In a different vein, we may see the development of lubricating and conditioning solutions that make OCR more comfortable for patients and even safer than it already is. Also, OCR, in combination with the use of supplemental pharmaceuticals (oral or topical) or surgical corneal procedures, such as corneal cross-linking, may enhance the potential for higher amounts of refractive change or longer lasting effects of OCR.

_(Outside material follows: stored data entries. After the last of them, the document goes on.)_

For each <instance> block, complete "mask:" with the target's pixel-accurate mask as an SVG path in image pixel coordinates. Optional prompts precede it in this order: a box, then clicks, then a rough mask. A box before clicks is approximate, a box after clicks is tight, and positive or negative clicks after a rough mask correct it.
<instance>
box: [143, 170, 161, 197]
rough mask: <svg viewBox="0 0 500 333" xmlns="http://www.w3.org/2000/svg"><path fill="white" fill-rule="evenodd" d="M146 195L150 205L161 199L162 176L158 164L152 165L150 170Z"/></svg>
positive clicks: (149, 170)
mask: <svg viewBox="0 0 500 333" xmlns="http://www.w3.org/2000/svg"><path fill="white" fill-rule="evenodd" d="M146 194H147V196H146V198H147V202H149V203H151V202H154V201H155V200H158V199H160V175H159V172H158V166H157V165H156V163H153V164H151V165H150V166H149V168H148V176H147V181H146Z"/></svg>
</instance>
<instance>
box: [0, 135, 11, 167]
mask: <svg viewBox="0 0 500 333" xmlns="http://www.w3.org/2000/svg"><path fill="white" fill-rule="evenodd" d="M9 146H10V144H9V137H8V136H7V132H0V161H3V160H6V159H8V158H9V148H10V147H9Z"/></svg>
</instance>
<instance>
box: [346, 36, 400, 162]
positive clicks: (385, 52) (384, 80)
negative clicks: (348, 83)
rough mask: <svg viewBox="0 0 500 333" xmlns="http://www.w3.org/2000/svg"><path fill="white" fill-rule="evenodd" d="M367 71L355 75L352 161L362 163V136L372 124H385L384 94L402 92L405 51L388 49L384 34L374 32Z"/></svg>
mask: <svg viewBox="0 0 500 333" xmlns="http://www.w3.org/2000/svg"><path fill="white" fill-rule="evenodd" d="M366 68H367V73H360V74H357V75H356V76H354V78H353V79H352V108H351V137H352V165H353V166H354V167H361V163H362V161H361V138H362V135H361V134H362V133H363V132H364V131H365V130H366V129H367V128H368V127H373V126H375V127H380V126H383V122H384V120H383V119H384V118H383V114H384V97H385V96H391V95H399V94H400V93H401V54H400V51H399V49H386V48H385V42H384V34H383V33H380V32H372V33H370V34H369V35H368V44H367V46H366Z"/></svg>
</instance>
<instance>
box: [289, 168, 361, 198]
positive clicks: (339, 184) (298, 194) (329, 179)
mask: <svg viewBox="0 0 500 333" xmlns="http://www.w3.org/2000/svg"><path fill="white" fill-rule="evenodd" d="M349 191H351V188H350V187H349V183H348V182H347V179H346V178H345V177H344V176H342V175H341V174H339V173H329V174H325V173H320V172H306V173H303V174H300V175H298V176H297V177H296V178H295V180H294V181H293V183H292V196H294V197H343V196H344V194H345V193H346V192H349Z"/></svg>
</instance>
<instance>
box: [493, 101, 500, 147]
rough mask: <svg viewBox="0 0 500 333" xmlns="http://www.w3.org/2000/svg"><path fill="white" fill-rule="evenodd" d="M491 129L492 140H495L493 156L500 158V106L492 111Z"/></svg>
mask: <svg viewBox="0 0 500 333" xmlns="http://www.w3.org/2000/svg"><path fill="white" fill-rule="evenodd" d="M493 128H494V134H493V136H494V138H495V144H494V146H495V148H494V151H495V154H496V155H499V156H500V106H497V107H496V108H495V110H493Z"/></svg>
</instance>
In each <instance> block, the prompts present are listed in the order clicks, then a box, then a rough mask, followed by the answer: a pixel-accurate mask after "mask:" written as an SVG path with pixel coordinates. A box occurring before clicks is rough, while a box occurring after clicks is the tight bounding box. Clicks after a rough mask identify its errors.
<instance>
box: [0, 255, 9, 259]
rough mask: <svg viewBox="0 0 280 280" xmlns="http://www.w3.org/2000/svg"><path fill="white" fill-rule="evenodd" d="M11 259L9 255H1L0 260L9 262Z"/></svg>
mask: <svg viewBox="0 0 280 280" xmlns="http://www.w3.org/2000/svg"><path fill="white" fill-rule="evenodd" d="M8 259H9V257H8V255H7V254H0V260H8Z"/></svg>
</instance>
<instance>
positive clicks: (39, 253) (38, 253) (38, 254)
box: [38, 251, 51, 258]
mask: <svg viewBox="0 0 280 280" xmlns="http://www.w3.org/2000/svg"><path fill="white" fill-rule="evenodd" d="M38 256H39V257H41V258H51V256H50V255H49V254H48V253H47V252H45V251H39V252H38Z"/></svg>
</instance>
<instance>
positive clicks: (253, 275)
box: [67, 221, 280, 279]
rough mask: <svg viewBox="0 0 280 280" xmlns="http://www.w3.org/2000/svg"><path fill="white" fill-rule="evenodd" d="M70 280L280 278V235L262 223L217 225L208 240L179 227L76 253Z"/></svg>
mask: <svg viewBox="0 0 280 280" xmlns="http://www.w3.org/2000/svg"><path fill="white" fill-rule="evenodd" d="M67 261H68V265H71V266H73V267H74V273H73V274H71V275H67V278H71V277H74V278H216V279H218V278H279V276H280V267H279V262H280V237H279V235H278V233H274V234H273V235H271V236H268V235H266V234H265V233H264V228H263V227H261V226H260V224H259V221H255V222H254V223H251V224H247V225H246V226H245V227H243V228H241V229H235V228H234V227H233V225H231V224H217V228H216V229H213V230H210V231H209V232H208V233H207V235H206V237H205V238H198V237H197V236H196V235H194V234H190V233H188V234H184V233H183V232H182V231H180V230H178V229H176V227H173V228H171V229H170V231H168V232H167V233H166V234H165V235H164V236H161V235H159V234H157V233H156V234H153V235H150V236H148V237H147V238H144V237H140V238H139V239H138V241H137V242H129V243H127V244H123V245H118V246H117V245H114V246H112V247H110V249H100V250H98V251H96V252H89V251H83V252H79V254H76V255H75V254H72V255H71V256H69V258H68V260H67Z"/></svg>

In its present form, OCR is a safe and effective alternative to glasses, daytime contact lenses, and laser-assisted in situ keratomileusis (LASIK) to correct refractive error. OCR patients perceive an improved VR-QOL, mainly due to a feeling of independence from the necessity of daytime vision correction options. OCR’s additional feature of myopia control as observed in practice and reported in clinical studies will continue to attract interest among parents of myopic children who are looking for a way to slow or stop the rapid progression of myopia. In addition, myopia control will continue to be a “hot button” issue for health care administrators looking for ways to avoid long-term costs associated with complications of high myopia.
During the process of OCR, children, particularly those involved in sports, can enjoy the ability to function without worrying about their vision correction. Adults undergoing OCR can enjoy fewer dry eye symptoms compared to soft lens wearers in addition to less activity restrictions due to a need for vision correction.